The average monthly cost for this mortgage owner would be $222 as opposed to $351, giving a 10-year savings to the buyer of $15,378. Also, the appreciated value of the bought home is $104,833, according to ginniemae.gov.

Granted, there is still a large mortgage on your hands and with a small down payment, you will probably have to carry an additional monthly premium of around $60 per month, according to most mortgage lenders on mortgageqna.com. You will, however, own your home and you have built almost $20,000 by investing for 10 years. This $20,000 could represent the amount you had to borrow for school and as such, could be a great way to cover costs down the road.

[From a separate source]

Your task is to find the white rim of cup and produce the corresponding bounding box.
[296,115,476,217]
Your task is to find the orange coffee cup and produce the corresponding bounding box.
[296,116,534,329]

While buying a home is not for the average college student, with the right set of circumstances, it could prove to be a very smart move. A number of students planning to stay at the university or attend graduate school would be in such a long-term position that financing for the future move would be a very good investment. There are also those with parents who could help them secure such a property and use some of the money to help finance the college they are paying for.

Whether or not buying seems like an option for you, the advice, calculators and tools are available all over the Web and in realty offices alike. Checking into your options before spending $25,000 to stay at college is always a good idea.